Más cercano al mago que al sacerdote, el profeta es un lugar de intensidades en el que se vuelva todo el cosmos. Al igual que el primero el profeta es un istmo en el que fluye espiritualidad y materia. Lejos del sacerdocio, el profeta no lleva a cabo su voluntad guiado por una vocación, sino que su voluntad es completamente anulada, sometida a la eternidad del ser. Sus movimientos, sus palabras ya no son suyas y, sin embargo, sin él, sin su boca, sin sus piernas, la divinidad no tendría oportunidad de hablar ni de tocar este mundo.

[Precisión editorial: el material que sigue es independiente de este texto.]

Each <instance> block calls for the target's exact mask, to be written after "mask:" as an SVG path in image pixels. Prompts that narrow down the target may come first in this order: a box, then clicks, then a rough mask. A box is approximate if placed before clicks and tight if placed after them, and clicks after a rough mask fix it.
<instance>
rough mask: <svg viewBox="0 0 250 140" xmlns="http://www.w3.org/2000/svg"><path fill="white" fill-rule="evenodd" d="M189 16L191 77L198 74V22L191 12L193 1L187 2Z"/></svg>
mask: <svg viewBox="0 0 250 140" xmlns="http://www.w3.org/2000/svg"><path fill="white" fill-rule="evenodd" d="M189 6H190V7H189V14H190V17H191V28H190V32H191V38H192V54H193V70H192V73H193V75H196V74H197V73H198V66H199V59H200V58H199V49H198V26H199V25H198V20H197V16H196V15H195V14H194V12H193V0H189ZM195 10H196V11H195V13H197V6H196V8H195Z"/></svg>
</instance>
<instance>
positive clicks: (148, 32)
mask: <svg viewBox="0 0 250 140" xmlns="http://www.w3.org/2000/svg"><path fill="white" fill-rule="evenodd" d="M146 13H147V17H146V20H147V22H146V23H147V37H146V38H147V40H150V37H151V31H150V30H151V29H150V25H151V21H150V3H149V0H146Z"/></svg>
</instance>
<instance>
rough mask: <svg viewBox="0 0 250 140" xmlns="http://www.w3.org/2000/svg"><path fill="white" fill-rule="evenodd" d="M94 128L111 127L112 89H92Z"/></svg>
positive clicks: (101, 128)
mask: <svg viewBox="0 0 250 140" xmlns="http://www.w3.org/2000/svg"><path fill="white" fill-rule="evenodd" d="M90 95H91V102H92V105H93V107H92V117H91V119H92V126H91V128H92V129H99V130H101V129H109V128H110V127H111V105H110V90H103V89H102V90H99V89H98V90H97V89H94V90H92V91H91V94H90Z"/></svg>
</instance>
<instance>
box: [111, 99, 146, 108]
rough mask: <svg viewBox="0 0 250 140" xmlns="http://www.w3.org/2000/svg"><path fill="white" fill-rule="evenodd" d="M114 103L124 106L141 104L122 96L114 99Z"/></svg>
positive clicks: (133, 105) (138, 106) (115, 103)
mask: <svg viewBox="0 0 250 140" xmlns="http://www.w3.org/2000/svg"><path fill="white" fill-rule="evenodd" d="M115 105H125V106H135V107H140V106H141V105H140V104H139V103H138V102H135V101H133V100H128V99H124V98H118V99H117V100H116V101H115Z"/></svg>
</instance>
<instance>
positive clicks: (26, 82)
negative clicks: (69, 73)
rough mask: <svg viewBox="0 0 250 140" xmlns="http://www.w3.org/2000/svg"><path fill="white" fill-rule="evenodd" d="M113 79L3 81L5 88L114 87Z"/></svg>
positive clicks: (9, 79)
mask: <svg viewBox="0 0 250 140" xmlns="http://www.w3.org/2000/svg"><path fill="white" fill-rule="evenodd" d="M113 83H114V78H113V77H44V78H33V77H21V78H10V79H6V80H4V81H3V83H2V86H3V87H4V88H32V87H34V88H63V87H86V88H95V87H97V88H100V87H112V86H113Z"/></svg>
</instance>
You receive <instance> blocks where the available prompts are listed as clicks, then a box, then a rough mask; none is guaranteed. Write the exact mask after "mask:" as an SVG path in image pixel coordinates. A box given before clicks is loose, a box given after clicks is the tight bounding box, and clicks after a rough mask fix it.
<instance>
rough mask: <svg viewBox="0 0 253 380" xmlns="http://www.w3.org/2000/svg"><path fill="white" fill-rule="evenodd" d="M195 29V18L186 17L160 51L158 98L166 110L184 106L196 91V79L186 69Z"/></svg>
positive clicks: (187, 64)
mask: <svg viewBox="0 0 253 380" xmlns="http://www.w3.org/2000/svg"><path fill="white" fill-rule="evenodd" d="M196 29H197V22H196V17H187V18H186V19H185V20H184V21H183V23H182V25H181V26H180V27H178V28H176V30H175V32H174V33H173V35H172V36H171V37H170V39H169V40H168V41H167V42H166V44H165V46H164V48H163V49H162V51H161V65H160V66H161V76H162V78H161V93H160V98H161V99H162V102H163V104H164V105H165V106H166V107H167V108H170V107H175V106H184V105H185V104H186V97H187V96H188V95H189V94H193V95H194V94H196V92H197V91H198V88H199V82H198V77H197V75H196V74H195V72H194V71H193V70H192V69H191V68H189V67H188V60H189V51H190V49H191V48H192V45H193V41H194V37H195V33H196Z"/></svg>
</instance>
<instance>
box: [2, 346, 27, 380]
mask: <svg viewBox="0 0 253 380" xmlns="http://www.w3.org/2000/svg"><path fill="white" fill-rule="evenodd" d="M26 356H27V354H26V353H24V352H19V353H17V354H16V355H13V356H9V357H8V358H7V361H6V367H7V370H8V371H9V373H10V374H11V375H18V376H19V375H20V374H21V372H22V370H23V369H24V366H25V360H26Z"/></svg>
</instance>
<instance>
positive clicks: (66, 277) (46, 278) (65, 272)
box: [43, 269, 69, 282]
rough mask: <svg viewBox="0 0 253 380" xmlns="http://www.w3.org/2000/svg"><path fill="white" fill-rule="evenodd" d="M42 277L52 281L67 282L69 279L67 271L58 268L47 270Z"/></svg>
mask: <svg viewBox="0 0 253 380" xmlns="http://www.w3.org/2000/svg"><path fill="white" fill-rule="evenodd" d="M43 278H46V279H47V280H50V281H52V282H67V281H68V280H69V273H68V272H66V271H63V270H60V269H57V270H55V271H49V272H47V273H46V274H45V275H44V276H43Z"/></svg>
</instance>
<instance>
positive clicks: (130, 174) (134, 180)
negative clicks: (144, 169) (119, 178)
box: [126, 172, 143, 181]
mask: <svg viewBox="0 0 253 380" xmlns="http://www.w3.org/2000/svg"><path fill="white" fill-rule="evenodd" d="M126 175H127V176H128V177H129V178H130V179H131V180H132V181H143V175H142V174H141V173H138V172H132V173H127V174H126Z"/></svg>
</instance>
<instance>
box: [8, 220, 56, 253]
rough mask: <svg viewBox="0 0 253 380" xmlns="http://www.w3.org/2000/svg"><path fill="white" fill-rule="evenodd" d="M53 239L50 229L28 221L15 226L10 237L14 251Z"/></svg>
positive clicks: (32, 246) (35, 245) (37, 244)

Lejos del aislamiento del mago, al profeta le interesa la ciudad, pero a diferencia del sacerdote, lo suyo no es el rito ni la repetición, sino la fundación. Un profeta señala inquisitivamente el orden de la ciudad y abre, si es escuchado, un nuevo orden de las cosas. Su intención es siempre crear un mundo cuyo origen no se sitúa en él, sino en el propio ser. En este sentido, el profeta está más cerca de las placas tectónicas que de las alturas, porque su ley es la profundidad del movimiento terrestre, las corrientes marítimas y el flujo de los vientos.
A pesar de estar volcado hacia lo más allá de sí, el profeta no usa la magia. Sus fuerzas no son sobrenaturales, sino al contrario, están ancladas en lo cósmico. Por eso su herramienta más poderosa es también la más mundana y ambigua, la palabra. Sólo por medio de la palabra el profeta cambia el mundo, señalizando puntos de fuga allí donde el sacerdocio había creado el culto y la repetición. Sueña con nuevas palabras, despliega nuevas palabras. Y si repite es para diferenciar. Repite el movimiento del mundo, repite la conversación, repite como se puede copiar una carcajada o un ceño fruncido.
Esta es la época en que sacerdotes y magos de diferente calaña proliferan por todo el mundo. Funcionarios o charlatanes han tomado control de sociedades cada vez más inexpresivas. Pero profetas ya no hay hace mucho tiempo. Sacerdotes y magos parecen haber logrado una hegemonía completa sobre la ciudad y el campo. Pero, aún así, el lugar privilegiado del profeta siempre será el sueño. Y nadie sabe qué están soñando hoy los niños.